Machismo e arrogância são elementos estruturais da Justiça brasileira. A Lei nº 14.245/21, denominada Mariana Ferrer, quer impedir, em ambiente judicial, a humilhação de vítimas, particularmente de crimes sexuais.
Agora, personagens do processo devem zelar, em audiências, pela integridade física e psicológica da vítima. O texto proíbe "manifestações sobre circunstâncias ou elementos alheios aos fatos objeto de apuração nos autos" e a "utilização de linguagem, de informações ou de material que ofendam a dignidade da vítima ou de testemunhas".
A humilhação de Mariana Ferrer pelo advogado do réu acusado de estupro, em Santa Catarina, inspirou o projeto da deputada Lídice da Mata (PSB-BA), concebido e votado durante a pandemia.

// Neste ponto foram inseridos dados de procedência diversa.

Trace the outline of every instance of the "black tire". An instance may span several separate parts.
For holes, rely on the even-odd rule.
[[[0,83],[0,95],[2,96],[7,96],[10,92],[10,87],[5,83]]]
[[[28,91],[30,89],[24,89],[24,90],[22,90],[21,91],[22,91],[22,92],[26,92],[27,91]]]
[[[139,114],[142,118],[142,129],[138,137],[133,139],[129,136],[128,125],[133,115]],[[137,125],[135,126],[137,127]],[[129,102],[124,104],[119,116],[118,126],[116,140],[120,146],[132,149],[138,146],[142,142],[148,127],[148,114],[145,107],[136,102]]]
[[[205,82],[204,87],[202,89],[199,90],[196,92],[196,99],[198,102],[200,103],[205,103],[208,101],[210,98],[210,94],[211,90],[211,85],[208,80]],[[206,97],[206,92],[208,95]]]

O mundo dos tribunais é invariavelmente hostil. Quando cuidam de pequenas e grandes tragédias criminais, traumatizam quem nelas se envolve, mas em um ambiente judicial saudável, não existiria espaço para maus-tratos e abuso de poder: vítimas e testemunhas não precisam, em tese, de lei especial para serem respeitadas.
Aliás, réus (culpados ou inocentes) não merecem também ser humilhados e ofendidos. O artigo 1º da Constituição de 88 declara que um dos fundamentos da República é justamente a dignidade da pessoa humana. Sem exceção.
O diagnóstico da eficácia da Lei Mariana Ferrer (se os seus efeitos serão profiláticos ou meramente simbólicos; se será instrumento de controvérsias e embates judiciais, apesar de ignorada em comarcas mais provincianas; se o Supremo vai aferir sua conformidade com a Constituição e modular sua amplitude) depende de alguns anos de vigência prática.
A proibição de "manifestações sobre circunstâncias ou elementos alheios aos fatos" é o ponto nevrálgico do regime de audiências que a nova lei tenta estabelecer, podendo gerar reclamações de nulidade de sentenças, inclusive em prejuízo do interesse das vítimas.
A conjunção lógica dos princípios da busca da verdade real, da presunção de inocência, do direito de defesa e da paridade de armas sugere ser ilegítima, no julgamento de conduta criminosa, a censura de informações referentes a qualquer pessoa envolvida no processo –juiz, promotor, testemunha, advogado, vítima, réu.
Organizações de Direitos Humanos apostam em protocolos baseados na ética e na ciência, no desenvolvimento de recursos técnicos e mecanismos de controle e treinamento de operadores envolvidos em instâncias de inquirição e inteligência, para melhoria de cenário tão agressivo.
Exemplo deste esforço é o seminário online para lançar a versão em português do documento "Princípios sobre entrevistas eficazes para investigação e coleta de informações", formatado pelo núcleo de combate à tortura do Washington College of Law.
Do mesmo modo que o registro em vídeo e áudio das abordagens da PM a "suspeitos" em São Paulo, a partir de câmeras instaladas nos uniformes dos soldados, reduz a letalidade policial, a filmagem de audiências, além de revelar a nulidade da prova contaminada, inibe operadores da humilhação e permite punição de excessos e omissões.
O Supremo já declarou ser inconstitucional a tese da legítima defesa da honra no tribunal do júri. Direito de defesa não comporta estratégia de humilhação e ofensa.
Mas não se deve esquecer que arrogância e machismo estão entranhados no sistema judicial. Às vezes, um simples olhar ameaça mais que a própria grosseria.